Trees

Trees are an important concept underlying a variety of data structures. We've mentioned them briefly before with linked lists. A tree is just what it sounds like—a tree. More formally, a tree is a hierarchical data structure that is either empty, or contains a 'root' node whose children are also trees. In plain English, a tree consists of nodes organized into a branching structure where each node can have one parent and an arbitrary number of children. (See diagram)

So, why are trees useful? Aside from modeling branching structures (say, a menu system), trees can be useful—even critical—in implementing data structures. For example, an ordered dictionary is often implemented as a self-balancing tree (which we will learn about later on). We'll go over how a tree structure allows us to implement a heap today.

Terminology

As just mentioned, the 'first' node in a tree is called the root. The root element gives access to all the others, and is hence usually what a data structure tracks.

Subsequent nodes are simply known as nodes, but the final layer (nodes without children) are known as leaves.

A tree is considered a 'binary' tree if all nodes have at most two children. A 'ternary' if every node has at most three children, etc.

A binary tree is considered 'complete' if all leaves are filled in from the left side. For example, the example would not be a complete tree because (ignoring the 3rd child of the root) second to leftmost leaf is not a child of the leftmost node in the above level.

Tree Operations

There are a few operations common throughout all types of trees. Adding and removing elements is actually not one of them, as the convention for doing so varies based on what kind of tree you're dealing with. For example, an arbitrary tree would support inserting a node anywhere, whereas a heap or a binary search tree have much more restrictive conversions.
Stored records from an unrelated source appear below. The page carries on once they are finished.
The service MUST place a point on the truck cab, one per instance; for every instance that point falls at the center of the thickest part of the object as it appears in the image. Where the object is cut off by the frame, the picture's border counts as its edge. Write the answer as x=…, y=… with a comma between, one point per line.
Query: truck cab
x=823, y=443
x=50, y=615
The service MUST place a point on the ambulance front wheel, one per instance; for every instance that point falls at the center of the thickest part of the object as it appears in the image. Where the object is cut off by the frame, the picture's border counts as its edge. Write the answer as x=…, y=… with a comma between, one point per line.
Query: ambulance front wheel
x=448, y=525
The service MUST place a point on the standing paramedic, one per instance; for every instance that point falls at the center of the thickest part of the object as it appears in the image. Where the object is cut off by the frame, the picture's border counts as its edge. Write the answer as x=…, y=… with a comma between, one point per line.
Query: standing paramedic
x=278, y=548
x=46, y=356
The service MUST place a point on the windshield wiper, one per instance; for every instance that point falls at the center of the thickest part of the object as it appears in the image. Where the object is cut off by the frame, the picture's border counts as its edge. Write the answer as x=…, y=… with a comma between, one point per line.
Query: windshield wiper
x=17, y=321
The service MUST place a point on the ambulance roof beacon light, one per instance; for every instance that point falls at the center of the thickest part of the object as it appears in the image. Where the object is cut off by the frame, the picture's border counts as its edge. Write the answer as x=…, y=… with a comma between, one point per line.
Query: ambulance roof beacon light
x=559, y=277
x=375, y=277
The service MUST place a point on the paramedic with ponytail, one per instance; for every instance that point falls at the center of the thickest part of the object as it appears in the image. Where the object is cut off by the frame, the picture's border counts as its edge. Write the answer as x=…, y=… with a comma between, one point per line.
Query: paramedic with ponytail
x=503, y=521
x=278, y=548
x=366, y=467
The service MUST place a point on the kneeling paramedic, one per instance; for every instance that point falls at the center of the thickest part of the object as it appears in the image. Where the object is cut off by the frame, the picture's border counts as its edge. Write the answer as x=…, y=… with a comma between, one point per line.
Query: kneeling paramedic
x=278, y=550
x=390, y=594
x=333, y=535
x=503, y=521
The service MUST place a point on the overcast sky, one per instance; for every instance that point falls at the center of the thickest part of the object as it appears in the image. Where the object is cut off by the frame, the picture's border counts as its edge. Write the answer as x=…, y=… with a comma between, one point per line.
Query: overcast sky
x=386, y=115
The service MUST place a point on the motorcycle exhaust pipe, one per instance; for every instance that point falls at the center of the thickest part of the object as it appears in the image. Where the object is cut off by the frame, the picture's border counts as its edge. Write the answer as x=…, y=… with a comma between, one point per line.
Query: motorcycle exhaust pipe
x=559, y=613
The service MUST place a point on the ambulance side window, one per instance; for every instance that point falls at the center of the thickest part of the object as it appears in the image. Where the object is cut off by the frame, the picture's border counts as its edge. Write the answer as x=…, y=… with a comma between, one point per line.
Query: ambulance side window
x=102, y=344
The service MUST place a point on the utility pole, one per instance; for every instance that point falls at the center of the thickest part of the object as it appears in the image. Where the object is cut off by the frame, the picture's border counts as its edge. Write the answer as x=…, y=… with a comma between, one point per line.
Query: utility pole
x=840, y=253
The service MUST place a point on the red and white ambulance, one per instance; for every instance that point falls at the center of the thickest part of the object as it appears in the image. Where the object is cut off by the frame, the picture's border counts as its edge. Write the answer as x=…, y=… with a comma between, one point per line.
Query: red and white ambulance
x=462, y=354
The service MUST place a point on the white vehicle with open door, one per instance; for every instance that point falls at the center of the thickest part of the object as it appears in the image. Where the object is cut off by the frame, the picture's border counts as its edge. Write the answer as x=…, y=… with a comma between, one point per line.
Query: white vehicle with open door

What is common to all trees is traversal. A traversal algorithm is simply a procedure that visits each node in a specified manner. This is typically implemented recursively, but does not have to be. A traversal procedure will visit a node and call itself for each child node.

Preorder traversal first visits the current node, then its children in order. Postorder does the opposite; visiting the children then the current node. Inorder traversal calls itself for the left child, visits the current node, then visits the right child. Clearly, inorder only applies to binary trees.

Heaps

A heap is a particular type of binary tree. The basic property that defines a heap is that a parent element has a greater value than both its children. This is called a max-heap. A min-heap, on the other hand, assures every parent has value less than its children.

Heaps support two operations: inserting a new element and removing the root. Hence, you can only remove the largest (or smallest) element from a heap at any time. This makes heaps very useful for implementing priority queues, as elements with the highest "priority" will move to the top of the queue and hence the front of the queue.

Finally, a heap is a complete binary tree—adding and removing elements will always effect the rightmost leaf of the tree. This means that a heap can easily be representing as a contiguous array (see diagram). Heap operations apply to both linked-tree based heaps and array-based heaps.

Because of the direct array representation, the index of an element's parent and children can be trivially calculated:

int element_index;

// ...

int parent_index = (element_index - 1) / 2;
int child_index_1 = element_index * 2 + 1;
int child_index_2 = element_index * 2 + 2;

Heap Operations

Insertion

Inserting an element into a heap is performed as follows: the new element is added as a new rightmost leaf. The value is then bubbled up through the heap by comparing it to its parents. If the value is greater than that of its parent, swap the two. If you swapped, compare with the next parent, etc. This is called "reheap up."

Removal

Removing the root element of a heap follows a very similar process: begin by swapping the root with the rightmost leaf, then delete it. The heap should still be a complete tree, but now the element in the root is incorrect. So, bubble the element downward: if it is less than one of its children, swap it (if both, swap with the larger child). If you swapped, compare with the next set of children, etc. This is called "reheap down."